«Le Mondial sans l’Italie, c’est comme Rome sans le Colisée», a imagé la légende du foot transalpin Francesco Totti avant cette Coupe du monde au Qatar. L'absence de la Squadra azzurra se fait en tout cas ressentir dans le pays, quadruple champion du monde et champion d'Europe en titre. «Les publicités, fan-zones ou écrans géants d'un Euro 2021 en partie disputé à domicile sont absents», témoigne un journaliste de Franceinfo dans son reportage à Rome.
Il évoque aussi «les sièges vacants devant de timides écrans» des bars et restaurants romains et donne les chiffres des audiences de la Rai, la TV nationale, pour les matchs: seulement six millions de téléspectateurs chaque soir en moyenne, alors que l'Italie compte 59 millions d'habitants.
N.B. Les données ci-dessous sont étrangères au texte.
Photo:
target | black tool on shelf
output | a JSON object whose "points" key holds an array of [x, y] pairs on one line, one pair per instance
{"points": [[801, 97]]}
Soit beaucoup moins que quand l'équipe nationale joue (quinze millions de téléspectateurs pour son premier match au Mondial 2014, pourtant programmé à minuit).
Sans la Nazionale, l'enthousiasme des Italiens de Suisse romande pour la Coupe du monde est aussi durement affecté. «Les Italiens ici ne sont pas intéressés par ce tournoi», tranche d'entrée Carmelo Vaccaro, le président de la Société des associations italiennes de Genève.
L'ambiance était forcément très différente il y a 17 mois, quand la Squadra azzurra devenait championne d'Europe. Cette fois, la télé était allumée, comme à chaque fois que l'Italie participe à un grand tournoi. «Quand on diffuse les matchs, on organise des spaghetti», explique Carmelo Vaccaro. «Pour la finale de l'Euro, il y a même des politiciens genevois qui sont venus. On était entre 20 et 30 personnes.» A défaut de rassemblement pour encourager les siens, le président a regardé quelques matchs à la maison, dont ceux de la Suisse, son équipe de cœur par substitution.
La TV du Cercle italien de Lausanne reste aussi désespérément éteinte pendant ce Mondial. «Il n'y a pas beaucoup d'enthousiasme», relève le président du comité, Luciano Sonno. Comme son homologue genevois, il a regardé quelques parties chez lui et a soutenu la Suisse, «mon deuxième pays». Lui aussi évoque les précédents tournois avec nostalgie:
Malgré son spleen, Luciano Sonno tente de philosopher: «Cette non-qualification n'est peut-être pas si mauvaise. En écoutant les gens en Italie, on a l'impression qu'on est les champions du monde en tout. Ça fait du bien de redescendre parfois sur terre». Mais n'éprouve-t-il pas quand même un peu de rancœur quand il entend les fans des autres grosses nations du foot, par exemple le Portugal, klaxonner après les victoires? «Non, au contraire! Ça nous réveille un peu, parce que la Suisse est un peu trop tranquille», se marre-t-il.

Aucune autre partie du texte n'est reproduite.